Nancy Snyderman: Allowed to Return to NBC or Not?

Will Dr. Nancy Snyderman be allowed to return to NBC? The network’s chief medical editor traveled to Liberia where she was exposed to Ebola, and then she violated the terms of her quarantine onc...
Nancy Snyderman: Allowed to Return to NBC or Not?
Written by Kimberly Ripley
  • Will Dr. Nancy Snyderman be allowed to return to NBC? The network’s chief medical editor traveled to Liberia where she was exposed to Ebola, and then she violated the terms of her quarantine once she returned to the United States. Snyderman incited much anger and concern when she agreed to a 21-day quarantine, but was spotted getting takeout at a New Jersey restaurant just a few days later.

    According to a report in the New York Post, NBC must now decide if she damaged her credibility beyond repair by violating the quarantine. Will viewers still trust her take on medical issues?

    “Nancy’s quarantine was up two weeks ago, but there is still a debate going on at NBC News among senior managers, some who feel she should be fired for not following advice to quarantine herself.
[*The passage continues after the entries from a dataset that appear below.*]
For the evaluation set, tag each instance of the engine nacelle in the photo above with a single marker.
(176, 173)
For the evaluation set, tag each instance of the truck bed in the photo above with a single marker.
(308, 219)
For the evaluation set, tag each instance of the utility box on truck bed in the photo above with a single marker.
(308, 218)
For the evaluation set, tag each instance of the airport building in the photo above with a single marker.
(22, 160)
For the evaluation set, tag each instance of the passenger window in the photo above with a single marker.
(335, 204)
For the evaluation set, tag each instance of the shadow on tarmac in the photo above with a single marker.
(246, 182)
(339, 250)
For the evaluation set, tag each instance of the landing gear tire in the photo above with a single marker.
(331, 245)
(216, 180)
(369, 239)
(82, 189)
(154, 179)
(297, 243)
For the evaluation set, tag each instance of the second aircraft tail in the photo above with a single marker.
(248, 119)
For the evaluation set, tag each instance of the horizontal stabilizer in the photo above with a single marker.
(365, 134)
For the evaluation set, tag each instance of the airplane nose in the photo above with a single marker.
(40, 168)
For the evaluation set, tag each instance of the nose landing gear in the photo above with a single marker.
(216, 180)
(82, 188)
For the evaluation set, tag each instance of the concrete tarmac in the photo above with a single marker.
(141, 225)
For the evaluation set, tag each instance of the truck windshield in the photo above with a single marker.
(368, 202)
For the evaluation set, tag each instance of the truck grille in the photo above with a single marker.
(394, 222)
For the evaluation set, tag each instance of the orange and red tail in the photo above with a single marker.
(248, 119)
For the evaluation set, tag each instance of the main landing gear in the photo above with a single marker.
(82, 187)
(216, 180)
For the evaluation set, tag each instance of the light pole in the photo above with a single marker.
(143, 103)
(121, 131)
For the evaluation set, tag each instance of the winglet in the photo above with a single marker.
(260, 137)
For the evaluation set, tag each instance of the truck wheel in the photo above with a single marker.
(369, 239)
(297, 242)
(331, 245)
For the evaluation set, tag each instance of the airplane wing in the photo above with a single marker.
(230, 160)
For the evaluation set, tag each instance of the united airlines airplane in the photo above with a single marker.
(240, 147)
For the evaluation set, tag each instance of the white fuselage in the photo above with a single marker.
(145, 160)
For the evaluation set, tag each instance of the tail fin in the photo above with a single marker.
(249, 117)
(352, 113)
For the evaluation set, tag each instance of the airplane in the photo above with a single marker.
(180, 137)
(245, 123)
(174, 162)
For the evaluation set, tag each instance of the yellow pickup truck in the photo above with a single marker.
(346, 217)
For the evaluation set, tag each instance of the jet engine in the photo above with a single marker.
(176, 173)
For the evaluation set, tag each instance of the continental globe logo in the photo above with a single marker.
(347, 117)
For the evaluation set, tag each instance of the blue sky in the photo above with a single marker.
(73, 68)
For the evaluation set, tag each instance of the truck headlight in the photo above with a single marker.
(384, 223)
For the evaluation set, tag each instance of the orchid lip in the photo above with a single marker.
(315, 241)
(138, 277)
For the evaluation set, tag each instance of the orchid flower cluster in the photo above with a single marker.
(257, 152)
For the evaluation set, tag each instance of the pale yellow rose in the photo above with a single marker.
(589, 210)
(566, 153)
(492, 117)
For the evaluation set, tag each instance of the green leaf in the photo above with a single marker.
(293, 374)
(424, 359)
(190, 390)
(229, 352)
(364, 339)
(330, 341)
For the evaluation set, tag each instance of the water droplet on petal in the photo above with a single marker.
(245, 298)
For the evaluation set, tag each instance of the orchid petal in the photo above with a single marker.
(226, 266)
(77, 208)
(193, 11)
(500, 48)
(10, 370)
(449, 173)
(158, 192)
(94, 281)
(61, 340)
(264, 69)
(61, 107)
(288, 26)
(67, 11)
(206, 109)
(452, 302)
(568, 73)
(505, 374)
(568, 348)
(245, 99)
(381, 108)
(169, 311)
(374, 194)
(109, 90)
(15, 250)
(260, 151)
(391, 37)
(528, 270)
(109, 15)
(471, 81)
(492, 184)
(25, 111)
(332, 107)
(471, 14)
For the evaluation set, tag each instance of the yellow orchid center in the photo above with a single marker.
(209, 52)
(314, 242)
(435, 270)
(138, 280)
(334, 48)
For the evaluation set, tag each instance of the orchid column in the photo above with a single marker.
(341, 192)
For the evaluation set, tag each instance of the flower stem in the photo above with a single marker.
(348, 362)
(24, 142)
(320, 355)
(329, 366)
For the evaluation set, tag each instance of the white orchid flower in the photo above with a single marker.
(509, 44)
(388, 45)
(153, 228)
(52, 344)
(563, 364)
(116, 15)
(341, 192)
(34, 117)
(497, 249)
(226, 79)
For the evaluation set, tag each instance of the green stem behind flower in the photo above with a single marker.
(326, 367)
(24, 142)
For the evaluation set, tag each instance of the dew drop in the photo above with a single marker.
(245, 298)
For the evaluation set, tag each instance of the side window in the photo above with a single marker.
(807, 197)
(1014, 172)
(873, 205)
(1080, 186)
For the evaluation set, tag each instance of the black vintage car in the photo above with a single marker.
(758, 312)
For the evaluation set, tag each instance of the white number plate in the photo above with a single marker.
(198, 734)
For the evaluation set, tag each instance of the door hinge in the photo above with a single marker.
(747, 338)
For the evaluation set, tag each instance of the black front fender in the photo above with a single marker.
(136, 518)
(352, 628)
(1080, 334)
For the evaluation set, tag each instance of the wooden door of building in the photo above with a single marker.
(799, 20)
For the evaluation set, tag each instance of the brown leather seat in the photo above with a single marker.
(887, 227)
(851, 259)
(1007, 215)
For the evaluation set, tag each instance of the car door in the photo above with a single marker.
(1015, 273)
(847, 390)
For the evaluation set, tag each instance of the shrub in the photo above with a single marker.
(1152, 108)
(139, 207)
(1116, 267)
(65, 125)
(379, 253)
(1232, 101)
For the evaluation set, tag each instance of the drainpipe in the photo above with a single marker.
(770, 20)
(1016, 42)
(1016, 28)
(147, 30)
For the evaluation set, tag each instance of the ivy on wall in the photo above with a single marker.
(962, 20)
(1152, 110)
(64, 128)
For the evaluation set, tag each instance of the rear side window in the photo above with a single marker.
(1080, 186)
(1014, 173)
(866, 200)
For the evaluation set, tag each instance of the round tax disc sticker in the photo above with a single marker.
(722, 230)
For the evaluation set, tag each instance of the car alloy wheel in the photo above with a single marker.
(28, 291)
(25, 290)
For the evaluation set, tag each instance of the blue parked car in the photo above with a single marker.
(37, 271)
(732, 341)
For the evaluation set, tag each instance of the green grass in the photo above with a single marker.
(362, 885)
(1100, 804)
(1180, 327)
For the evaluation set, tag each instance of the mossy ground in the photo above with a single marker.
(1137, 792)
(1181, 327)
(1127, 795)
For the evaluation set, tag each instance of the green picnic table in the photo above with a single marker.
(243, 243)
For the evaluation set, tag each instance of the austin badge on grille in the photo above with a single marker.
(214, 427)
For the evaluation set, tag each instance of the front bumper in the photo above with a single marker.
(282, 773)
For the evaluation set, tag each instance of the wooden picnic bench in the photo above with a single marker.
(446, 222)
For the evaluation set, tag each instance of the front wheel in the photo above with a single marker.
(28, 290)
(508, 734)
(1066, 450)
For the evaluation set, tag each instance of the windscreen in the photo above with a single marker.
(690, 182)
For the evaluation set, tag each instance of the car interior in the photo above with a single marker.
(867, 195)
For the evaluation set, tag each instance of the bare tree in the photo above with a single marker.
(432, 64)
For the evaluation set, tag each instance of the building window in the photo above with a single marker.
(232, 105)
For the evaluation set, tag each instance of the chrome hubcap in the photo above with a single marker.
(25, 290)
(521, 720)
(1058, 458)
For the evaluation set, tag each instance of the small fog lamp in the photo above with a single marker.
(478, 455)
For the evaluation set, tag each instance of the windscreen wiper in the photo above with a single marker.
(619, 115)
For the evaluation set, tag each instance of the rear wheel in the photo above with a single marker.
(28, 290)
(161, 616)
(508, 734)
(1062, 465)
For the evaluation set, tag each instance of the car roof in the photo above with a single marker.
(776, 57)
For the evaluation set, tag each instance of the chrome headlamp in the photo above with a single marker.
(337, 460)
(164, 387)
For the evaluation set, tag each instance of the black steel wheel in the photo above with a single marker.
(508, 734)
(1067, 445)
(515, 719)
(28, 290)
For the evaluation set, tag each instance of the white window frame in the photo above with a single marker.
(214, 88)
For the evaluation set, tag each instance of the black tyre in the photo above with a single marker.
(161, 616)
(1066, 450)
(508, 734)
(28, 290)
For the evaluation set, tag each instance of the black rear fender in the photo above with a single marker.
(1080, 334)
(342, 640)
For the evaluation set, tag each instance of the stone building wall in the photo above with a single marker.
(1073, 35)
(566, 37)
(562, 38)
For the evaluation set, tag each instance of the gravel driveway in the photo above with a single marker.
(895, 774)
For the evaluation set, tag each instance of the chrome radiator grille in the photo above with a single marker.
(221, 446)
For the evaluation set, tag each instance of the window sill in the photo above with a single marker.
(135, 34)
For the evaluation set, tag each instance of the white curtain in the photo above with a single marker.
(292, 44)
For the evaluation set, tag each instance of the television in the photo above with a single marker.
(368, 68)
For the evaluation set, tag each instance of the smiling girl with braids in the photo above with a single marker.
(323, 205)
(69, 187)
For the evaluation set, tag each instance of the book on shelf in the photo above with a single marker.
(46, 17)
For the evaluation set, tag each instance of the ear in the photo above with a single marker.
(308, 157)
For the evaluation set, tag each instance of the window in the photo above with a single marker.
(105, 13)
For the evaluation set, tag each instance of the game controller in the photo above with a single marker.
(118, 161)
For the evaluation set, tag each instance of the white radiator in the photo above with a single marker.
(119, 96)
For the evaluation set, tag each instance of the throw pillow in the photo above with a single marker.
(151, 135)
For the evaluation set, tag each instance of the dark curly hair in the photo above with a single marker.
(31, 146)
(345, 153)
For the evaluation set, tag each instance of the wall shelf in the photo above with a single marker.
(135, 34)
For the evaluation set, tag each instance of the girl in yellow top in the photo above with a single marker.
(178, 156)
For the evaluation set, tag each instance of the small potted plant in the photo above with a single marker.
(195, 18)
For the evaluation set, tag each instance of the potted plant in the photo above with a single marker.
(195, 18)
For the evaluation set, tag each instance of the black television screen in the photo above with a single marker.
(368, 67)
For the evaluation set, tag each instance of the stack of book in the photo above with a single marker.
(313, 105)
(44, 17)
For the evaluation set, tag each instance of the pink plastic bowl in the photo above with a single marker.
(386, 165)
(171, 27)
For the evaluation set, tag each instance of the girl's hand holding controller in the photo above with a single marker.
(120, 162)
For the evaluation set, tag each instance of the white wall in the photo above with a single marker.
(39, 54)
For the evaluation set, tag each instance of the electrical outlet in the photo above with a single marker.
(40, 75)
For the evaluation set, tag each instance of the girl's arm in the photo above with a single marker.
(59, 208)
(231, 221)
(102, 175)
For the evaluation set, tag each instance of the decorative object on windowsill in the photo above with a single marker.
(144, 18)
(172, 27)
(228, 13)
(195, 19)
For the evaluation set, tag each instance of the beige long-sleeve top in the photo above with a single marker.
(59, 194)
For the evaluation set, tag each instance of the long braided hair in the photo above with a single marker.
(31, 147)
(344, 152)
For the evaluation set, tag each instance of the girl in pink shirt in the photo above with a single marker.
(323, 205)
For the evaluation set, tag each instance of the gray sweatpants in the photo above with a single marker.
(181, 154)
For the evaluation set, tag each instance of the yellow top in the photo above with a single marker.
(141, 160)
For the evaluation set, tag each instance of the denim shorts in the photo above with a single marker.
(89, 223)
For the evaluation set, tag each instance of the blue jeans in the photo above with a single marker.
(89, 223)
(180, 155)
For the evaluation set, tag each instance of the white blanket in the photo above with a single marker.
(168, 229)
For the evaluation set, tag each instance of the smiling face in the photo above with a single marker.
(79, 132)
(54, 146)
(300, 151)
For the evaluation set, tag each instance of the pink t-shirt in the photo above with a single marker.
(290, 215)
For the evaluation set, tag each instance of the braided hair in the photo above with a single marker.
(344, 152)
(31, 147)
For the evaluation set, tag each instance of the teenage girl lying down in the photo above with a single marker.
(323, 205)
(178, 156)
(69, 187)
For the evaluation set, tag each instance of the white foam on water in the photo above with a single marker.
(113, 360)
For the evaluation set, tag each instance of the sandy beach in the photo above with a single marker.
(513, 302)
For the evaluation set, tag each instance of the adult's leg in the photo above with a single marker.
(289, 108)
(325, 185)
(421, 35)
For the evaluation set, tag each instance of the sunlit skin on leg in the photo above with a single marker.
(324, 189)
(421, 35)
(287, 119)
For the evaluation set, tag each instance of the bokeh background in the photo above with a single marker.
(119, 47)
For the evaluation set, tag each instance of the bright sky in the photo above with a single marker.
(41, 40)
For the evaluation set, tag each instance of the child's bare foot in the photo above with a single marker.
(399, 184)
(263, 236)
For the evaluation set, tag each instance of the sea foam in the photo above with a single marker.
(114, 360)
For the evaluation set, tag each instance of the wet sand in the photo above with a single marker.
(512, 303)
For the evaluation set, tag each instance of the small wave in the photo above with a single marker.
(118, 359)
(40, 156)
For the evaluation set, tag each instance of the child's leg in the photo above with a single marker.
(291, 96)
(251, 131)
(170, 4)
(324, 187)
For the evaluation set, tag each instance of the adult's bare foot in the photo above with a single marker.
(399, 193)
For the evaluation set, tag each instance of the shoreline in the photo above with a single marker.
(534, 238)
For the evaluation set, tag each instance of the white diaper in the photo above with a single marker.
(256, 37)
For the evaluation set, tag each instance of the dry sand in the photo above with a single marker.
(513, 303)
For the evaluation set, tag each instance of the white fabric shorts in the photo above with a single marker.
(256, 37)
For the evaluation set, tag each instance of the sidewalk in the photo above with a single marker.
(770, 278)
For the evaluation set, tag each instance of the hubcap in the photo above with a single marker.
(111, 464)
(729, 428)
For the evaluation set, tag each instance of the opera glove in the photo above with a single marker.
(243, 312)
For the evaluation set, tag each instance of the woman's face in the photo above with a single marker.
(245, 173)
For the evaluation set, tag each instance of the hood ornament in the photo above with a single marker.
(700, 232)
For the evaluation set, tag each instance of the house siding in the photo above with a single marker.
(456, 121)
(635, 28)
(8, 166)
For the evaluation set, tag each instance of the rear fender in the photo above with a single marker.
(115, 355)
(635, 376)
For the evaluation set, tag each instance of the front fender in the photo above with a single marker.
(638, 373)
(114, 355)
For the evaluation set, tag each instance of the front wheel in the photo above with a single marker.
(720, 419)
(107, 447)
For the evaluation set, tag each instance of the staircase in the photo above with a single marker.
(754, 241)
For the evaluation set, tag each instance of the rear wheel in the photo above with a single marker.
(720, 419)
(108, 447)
But others feel that NBC News should stand by Snyderman, since she was sent by them to Liberia to report,” an NBC source says.

    NBC News President Deborah Turness issued a memo to staff back in late October saying Nancy Snyderman and those who traveled with her to Liberia would take “some time with their families” and would return “next month.”

    Both this week and last, NBC brought in Dr. Natalie Azar as a medical contributor on the Today Show. Dr. Azar is a rheumatologist and clinical instructor at NYU Langone Medical Center. She has been a contributor to WNYW and was most recently on the FOX New York station in late October. Do you suppose they are grooming her to be Nancy Snyderman’s replacement?

    Princeton, New Jersey Municipal Health Officer Jeffrey C. Grosser said Thursday that he and the public health nurse had performed an exit interview Wednesday evening with the NBC crew. There are no restrictions on their movement.

    “They pose zero public health risk to the community,” Grosser said by phone.

    How do you feel about Dr. Nancy Snyderman violating her 21-day Ebola quarantine last month? If she returns to NBC, will you find it difficult to regard her as a top medical authority on topics of importance to you and your family? Will that violation–and even the slight possibility that it could have caused someone harm–forever linger in your mind whenever you see the NBC chief medical editor?

    That’s likely what the bigwigs at NBC are wrestling with right now.